Face recognition uses the spatial geometry of distinguishing features of the face. It is a form of computer vision that uses the face to identify or to authenticate a person.
An important difference with other biometric solutions is that faces can be captured from some distance away, with for example surveillance cameras. Therefore face recognition can be applied without the subject knowing that he is being observed. This makes face recognition suitable for finding missing children or tracking down criminals using surveillance cameras.
Independent of the solution vendor, face recognition is accomplished as follows:
  1. A digital camera acquires an image of the face.
  2. Software locates the face in the image, this is also called face detection. Face detection is one of the more difficult steps in face recognition, especially when using surveillance cameras for scanning an entire crowd of people.
  3. When a face has been selected in the image, the software analyses the spatial geometry. The techniques used to extract identifying features of a face are vendor dependent. In general the software generates a template, this is a reduced set of data which uniquely identifies an individual based on the features of his face.
  4. The generated template is then compared with a set of known templates in a database (identification) or with one specific template (authentication).
  5. The software generates a score which indicates how well two templates match. It depends on the software how high a score must be for two templates to be considered as matching, for example an authentication application requires low FAR and thus the score must be high enough before templates can be declared as matching. In a surveillance application however you would not want to miss out on any fugitive criminals thus requiring a low FRR, so you would set a lower matching score and security agents will sort out the false positives.


Face recognition can be used together with surveillance cameras to automatically identify missing children, unwanted subjects or criminals for which a picture is registered in a central database.

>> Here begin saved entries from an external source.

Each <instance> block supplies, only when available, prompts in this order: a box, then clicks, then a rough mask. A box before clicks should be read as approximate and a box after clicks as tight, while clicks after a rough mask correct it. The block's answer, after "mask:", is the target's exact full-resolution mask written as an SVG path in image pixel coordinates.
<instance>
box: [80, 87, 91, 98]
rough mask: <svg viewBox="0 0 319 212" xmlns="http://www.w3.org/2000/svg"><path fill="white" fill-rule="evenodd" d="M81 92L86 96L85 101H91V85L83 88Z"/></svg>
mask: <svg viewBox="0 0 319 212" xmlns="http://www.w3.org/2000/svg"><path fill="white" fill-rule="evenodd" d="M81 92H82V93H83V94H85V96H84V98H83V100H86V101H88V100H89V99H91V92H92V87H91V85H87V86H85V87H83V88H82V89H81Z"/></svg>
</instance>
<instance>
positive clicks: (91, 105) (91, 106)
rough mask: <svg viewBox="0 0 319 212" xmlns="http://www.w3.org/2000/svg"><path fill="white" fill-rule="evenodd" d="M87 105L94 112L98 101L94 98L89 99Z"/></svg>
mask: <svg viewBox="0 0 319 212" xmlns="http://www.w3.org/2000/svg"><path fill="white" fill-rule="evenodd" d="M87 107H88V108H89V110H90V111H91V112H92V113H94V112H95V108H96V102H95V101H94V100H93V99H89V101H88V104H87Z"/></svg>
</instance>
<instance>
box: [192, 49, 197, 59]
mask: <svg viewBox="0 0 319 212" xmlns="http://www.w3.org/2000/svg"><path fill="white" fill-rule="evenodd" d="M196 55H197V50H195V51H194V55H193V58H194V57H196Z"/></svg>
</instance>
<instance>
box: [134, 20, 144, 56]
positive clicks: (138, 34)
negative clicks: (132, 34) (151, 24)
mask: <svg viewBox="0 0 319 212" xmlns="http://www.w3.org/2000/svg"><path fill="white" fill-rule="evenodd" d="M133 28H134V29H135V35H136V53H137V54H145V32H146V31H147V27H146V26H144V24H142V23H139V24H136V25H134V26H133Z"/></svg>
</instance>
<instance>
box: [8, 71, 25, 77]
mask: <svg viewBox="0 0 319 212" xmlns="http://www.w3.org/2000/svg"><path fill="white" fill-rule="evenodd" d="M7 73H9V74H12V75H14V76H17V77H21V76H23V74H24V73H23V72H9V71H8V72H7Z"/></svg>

Different solutions exist for both small and large businesses, as well as for private use, that apply face recognition for access control to computer systems. Software requiring only a webcam to use face recognition instead of passwords to secure your computer or laptop is around for multiple years. Sensible Vision and Keylemon have developed software suitable for small companies and home users:

Sensible Vision has developed a face recognition software that uses such standard cameras to authenticate users on their computer. When an individual sits in front of the computer, the camera acquires an image which the software uses to identify the individual. If the individual in front of the computer is a registered user, then he will be automatically logged on to the computer. As soon as the individual leaves the computer, this is detected by the software and the user is logged off. We did not yet review this face recognition software.
A very similar software has been developed by KeyLemon, however we succeeded in hacking KeyLemon software easily even with its strongest security settings activated. Read our review of KeyLemon face recognition.

Furthermore a lot of system integrators develop custom solutions for border control and physical access control.